I wonder if TV and movies spoiled the American imagination to some extent, even though I enjoy a decent flick as much as the next guy. Wells wanted to develop the Martians and their ships with a good deal of detail, from what I remember of the book. Reading requires us to develop our imaginations, and it's a far more individualistic act than watching a movie is. You read a scene in a book, you imagine it in your own possibly quixotic way, depending on the voice of the writer and the level of detail. Then you watch a movie with your friends. How you feel about what you're watching can color the scene, but the basic information in the scene leaves nothing to the imagination. The movies are more of a shared experience than books are.

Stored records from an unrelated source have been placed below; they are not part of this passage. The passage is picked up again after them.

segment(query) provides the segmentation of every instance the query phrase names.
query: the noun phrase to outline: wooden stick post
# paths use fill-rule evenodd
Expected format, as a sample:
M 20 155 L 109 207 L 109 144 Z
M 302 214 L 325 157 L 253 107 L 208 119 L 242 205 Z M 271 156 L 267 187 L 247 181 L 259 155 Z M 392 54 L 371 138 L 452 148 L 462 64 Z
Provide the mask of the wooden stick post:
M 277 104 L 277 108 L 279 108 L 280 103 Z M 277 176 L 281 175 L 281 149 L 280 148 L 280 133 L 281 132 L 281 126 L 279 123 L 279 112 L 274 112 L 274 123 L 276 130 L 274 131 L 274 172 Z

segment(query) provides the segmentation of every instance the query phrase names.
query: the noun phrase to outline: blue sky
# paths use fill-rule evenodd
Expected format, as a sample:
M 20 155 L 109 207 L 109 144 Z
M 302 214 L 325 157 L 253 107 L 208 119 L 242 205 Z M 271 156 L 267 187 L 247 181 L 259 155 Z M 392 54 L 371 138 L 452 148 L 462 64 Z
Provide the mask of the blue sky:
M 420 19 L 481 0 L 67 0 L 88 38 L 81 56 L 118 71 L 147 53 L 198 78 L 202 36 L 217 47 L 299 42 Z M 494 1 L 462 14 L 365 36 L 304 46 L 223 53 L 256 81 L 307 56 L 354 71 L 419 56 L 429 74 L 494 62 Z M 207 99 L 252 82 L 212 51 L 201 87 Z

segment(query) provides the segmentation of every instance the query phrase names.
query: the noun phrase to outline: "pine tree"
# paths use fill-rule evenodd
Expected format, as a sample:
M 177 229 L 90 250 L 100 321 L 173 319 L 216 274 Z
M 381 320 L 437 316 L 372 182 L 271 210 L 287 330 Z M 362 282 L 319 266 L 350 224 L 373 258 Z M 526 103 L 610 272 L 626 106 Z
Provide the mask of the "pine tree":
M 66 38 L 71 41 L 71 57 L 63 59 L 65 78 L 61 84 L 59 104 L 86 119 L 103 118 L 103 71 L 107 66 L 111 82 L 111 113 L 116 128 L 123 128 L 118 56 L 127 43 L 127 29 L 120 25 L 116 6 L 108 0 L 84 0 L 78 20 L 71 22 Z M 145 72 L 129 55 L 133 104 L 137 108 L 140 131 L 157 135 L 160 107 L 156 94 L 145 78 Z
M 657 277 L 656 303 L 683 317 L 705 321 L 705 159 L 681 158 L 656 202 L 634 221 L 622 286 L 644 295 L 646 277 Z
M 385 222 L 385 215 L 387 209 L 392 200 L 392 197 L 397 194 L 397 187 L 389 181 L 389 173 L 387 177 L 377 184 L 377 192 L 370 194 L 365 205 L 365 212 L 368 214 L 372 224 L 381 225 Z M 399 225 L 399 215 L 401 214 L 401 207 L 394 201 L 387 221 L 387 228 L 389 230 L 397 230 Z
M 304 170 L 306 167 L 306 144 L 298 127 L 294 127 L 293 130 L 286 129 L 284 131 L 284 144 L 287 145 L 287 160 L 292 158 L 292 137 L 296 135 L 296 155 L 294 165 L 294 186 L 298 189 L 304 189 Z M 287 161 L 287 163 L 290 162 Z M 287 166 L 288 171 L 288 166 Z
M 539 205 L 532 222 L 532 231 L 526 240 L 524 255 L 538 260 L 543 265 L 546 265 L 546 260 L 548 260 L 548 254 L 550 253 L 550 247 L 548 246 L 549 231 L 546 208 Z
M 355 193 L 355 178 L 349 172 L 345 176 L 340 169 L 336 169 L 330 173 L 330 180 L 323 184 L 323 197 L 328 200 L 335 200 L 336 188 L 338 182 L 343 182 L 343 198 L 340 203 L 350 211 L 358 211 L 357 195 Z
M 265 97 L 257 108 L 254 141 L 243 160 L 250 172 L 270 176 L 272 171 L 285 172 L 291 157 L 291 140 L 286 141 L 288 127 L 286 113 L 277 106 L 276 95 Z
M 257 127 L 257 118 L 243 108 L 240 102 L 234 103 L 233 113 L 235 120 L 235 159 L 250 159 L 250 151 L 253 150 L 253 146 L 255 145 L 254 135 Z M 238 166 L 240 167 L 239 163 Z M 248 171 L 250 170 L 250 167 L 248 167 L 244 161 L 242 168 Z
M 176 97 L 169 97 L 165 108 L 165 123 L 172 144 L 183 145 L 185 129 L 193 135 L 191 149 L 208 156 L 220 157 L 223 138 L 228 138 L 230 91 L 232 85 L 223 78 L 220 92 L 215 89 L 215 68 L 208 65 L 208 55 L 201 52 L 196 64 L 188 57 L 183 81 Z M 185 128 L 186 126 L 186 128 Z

I think a lot of the detail put into older sci-fi books is because they had no visual reference with the reader. Today film and comics have largely educated the audience in a shared language. We know what an alien death ray looks like, what a flying saucer looks like, tentacle mouthed aquatic horrors, etc. But back in the day trying to convey these images via words was difficult.
 
I think a lot of the detail put into older sci-fi books is because they had no visual reference with the reader. Today film and comics have largely educated the audience in a shared language. We know what an alien death ray looks like, what a flying saucer looks like, tentacle mouthed aquatic horrors, etc. But back in the day trying to convey these images via words was difficult.

That's a good point. Technology has definitely re-calibrated our standards as to what it means to put out a good story.